The Heidelberg visit was brief and tense. All we could think about was our pending doom in the van. We signed the yellow house, walked through a block and a half or so, took a bunch of pics and then headed back to the van. I tried the tranny and, no go, still stuck in park. So, we did what anyone would do in this situation, drank a beer and searched the interwebs; EUROVAN LOCKED SHIFTER. Much to my surprise, the third or fourth post had a response from a dude that said check to see if your brake lights work and, if not, it’s probably a faulty brake light switch. Pam hit the brakes, and, sure enough, no brake lights. I break out the tool kit, take off the plastic thing under the dash that keeps your foot from taking out all the guts under the dash, stick my bonehead up there and take a peek, fully expecting to be greeted with a tangle of wires and switches that would boggle a mind far superior to mine. Nope. Two switches. I wiggle the button that works off the brake lever, start her up, try the shifter and NOTHING! So, I try leaving it running and diddling the switch. On a Volksie of this vintage, you can hear the little thang that keeps you from putting it in drive until you hit the brake click when you hit the brake. That wasn’t happening. A couple more switch diddles and PRESTO, SAVED FROM A FATE WORSE THAN DEATH…I FIXED IT! WE’RE SAVED! We may have had another beer. Then we quickly departed DEEEEEEEETROITTT!

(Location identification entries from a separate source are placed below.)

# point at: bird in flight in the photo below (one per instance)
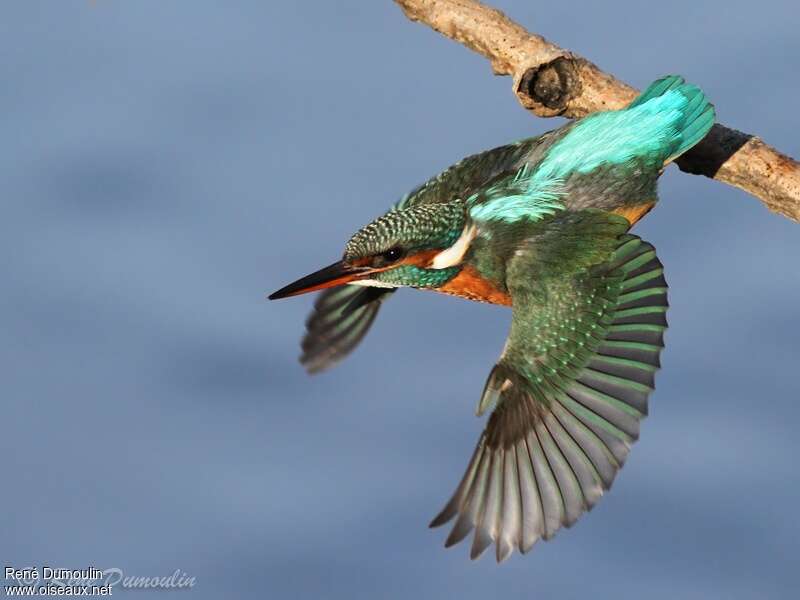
(540, 225)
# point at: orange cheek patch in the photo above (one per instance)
(421, 259)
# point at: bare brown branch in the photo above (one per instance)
(549, 81)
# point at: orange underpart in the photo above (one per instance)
(634, 213)
(470, 285)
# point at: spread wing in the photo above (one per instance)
(340, 320)
(571, 385)
(333, 331)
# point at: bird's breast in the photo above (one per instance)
(471, 285)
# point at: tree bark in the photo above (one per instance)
(550, 81)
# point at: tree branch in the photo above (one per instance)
(550, 81)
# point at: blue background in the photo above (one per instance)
(166, 164)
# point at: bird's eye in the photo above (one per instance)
(393, 254)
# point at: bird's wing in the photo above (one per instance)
(473, 173)
(569, 390)
(340, 320)
(332, 331)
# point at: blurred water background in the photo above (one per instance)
(166, 164)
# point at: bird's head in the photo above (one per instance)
(407, 247)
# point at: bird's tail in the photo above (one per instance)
(683, 105)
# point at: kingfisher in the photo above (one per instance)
(540, 225)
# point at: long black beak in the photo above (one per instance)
(336, 274)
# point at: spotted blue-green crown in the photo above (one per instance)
(413, 229)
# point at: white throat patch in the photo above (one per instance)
(455, 253)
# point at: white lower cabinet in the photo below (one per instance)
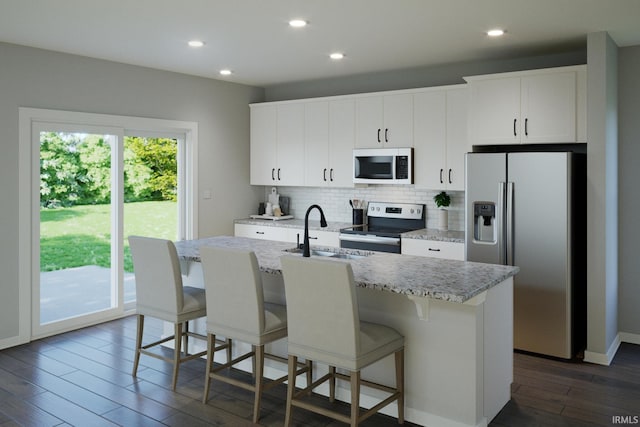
(280, 234)
(433, 248)
(317, 237)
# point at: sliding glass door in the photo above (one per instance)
(97, 186)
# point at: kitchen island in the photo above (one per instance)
(457, 319)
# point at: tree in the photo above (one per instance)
(75, 169)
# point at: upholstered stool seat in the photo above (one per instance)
(237, 310)
(325, 327)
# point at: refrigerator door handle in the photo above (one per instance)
(500, 224)
(509, 223)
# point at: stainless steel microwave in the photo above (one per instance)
(383, 165)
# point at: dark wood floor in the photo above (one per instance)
(83, 378)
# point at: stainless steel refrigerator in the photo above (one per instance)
(528, 209)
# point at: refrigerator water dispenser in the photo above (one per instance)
(484, 222)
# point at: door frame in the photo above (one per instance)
(31, 119)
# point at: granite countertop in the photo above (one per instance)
(294, 223)
(422, 234)
(448, 280)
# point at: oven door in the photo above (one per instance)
(370, 242)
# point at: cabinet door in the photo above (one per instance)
(341, 142)
(457, 142)
(263, 158)
(397, 131)
(549, 108)
(316, 142)
(317, 237)
(290, 150)
(494, 111)
(369, 121)
(429, 139)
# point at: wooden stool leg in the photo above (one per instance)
(332, 384)
(176, 353)
(259, 358)
(211, 342)
(355, 398)
(309, 365)
(291, 388)
(136, 359)
(185, 346)
(229, 348)
(400, 384)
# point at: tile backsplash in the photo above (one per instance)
(335, 201)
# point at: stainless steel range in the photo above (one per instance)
(385, 223)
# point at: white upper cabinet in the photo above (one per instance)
(342, 136)
(384, 121)
(329, 139)
(277, 144)
(530, 107)
(290, 168)
(440, 130)
(316, 141)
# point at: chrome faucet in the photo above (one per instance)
(323, 223)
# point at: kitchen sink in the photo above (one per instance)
(340, 254)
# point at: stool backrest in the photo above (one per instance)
(157, 274)
(233, 288)
(322, 307)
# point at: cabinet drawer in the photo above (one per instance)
(433, 248)
(264, 232)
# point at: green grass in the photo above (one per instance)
(80, 235)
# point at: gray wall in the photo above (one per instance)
(417, 77)
(629, 176)
(602, 196)
(42, 79)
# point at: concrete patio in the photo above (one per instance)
(77, 291)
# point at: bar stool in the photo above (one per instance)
(236, 309)
(160, 294)
(324, 326)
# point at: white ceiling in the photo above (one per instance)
(252, 37)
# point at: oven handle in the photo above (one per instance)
(370, 238)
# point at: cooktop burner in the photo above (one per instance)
(377, 230)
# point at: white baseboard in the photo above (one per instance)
(603, 358)
(630, 338)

Next stop. Who knows. A place to sleep. Let’s make some tracks.
We make it to Ostego, Michigan. Pam spies a sign: Black River State Forest. Camping. SWEET! We take the exit, take a right at the end of the exit. Drive a half mile or so, take a left, drive another mile and a half or so and there’s a beautiful little state park with a bunch of campsites, a little lake, some hiking trails and bunch of other stuff we would never get to check out but if we were going to stay a few days, this would be a great spot too. We drive around the loop a few times, pick a spot and set up camp.
The Eurovan is very easy to setup. If the site is level, all you have to do is park, pop the top, and commence to camping yourself. On this trip we have a couple lawn chairs strapped to a basket on the top of the van and a couple bikes on the back on a bike rack that swings away so you can open the back door without taking the bikes off the rack. If we take the chairs and the bikes off, it takes a little longer, but not much. It’s a perfect setup for us.
We take a quick bike ride to the pond for a swim. The water is inky black and kinda spooky because you have no idea what is in there but there are a few people swimming and nobody’s getting dragged under water by monsters or anything so we decide it’s okay to take a swim. Truthfully, I’ll swim just about anywhere and if I get dragged under water by a monster, at least I’ll go doing something I love, right?
After the swim it was pretty much, get a fire going, eat a quick, light meal and crash. Pammie hit the hay earlier than I did. I sat up, drank a couple beers and smoked a stogie. I had a brief bonehead moment when I went to get another beer. I left my half-smoked stogie on the end of the arm of the lawnchair. When I came back with my beer, I sat down and put my hand right down on the stogie. Ahhh, seared flesh. Poifect! GOOD NIGHT!